5度目の防衛戦に臨むフェザー級リミットを100g下回る57.0sでクリア。藤田は「5年ぶりの日本人との対決だが、11歳下なのでなめられてたまるかという気持ち。格の違いを見せる。世代交代はさせない」と力強く言い切った。
「東京ドームの火を絶やさない」
同い年で世界スーパーバンタム級4団体統一王者の井上尚弥(33=大橋)が東京ドームで歴史的一戦を制し、ボクシング界は大きな盛り上がりを見せている。藤田は「東京ドームで盛り上がった火を絶やさない。『THE DAY』ではなく『THE Week』」と、その流れを継ぐ覚悟を示した。
現在WBO世界1位につける藤田にとって、ここは世界初挑戦へ直結する重要な関門。「明日はフェザー級で世界を獲るための試合。自分で世界を引き寄せて爆発させたい。世界チャンピオンになって(井上を)待ち受けたい」と、明確なビジョンを口にした。
一方、主戦場のスーパーバンタム級から1階級上げて挑む武藤は300gアンダーの56.8sで計量を終えた。「しっかりと体を作ってきた。相手は1年前と変わっていないと思うが自分は変わった。リスペクトを込めて勝ちにいく」と静かに闘志を燃やした。
「リスペクトを込めて勝ちに行く」
前日に発表されたWBOランキングでは13位にランクインし、「いきなり世界ランキングに入ってビックリした。

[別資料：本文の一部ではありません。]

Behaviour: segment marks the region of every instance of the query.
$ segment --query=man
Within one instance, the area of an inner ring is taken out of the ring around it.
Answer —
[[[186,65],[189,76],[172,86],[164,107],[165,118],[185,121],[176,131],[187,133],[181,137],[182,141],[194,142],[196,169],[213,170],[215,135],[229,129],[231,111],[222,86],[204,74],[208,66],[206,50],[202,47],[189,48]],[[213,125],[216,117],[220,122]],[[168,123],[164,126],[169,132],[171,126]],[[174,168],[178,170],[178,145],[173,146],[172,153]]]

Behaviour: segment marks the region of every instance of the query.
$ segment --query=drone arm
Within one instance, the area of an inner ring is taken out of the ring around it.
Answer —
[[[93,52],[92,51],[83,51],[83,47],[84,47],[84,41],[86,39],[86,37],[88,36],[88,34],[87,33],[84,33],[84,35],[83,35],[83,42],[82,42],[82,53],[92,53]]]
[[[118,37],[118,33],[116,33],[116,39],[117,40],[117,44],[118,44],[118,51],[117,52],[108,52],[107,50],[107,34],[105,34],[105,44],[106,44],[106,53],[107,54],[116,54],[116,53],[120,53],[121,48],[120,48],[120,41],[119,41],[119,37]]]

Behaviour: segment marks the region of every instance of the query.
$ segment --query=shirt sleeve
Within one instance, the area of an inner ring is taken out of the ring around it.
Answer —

しかし、明日勝てばもっと上に行ける」と下剋上への意欲を示した。
コンビを組む神足昌冶氏は、昨年8月の試合で死去した神足茂利さんの兄。武藤は生前に受けた助言を胸に、今もその教えを支えとしている。「ベルトを獲ってシゲさんの所にベルトを持っていきたい」と、強い思いを語った。
名古屋の老舗・松田ジムにとっては、勝てば元OPBF東洋太平洋スーパーバンタム級王者の菅原雅兼氏以来、約21年ぶりの王者誕生となる。
王者が貫禄を示すか、新星が時代を切り開くか。すべては、リングの上で決まる。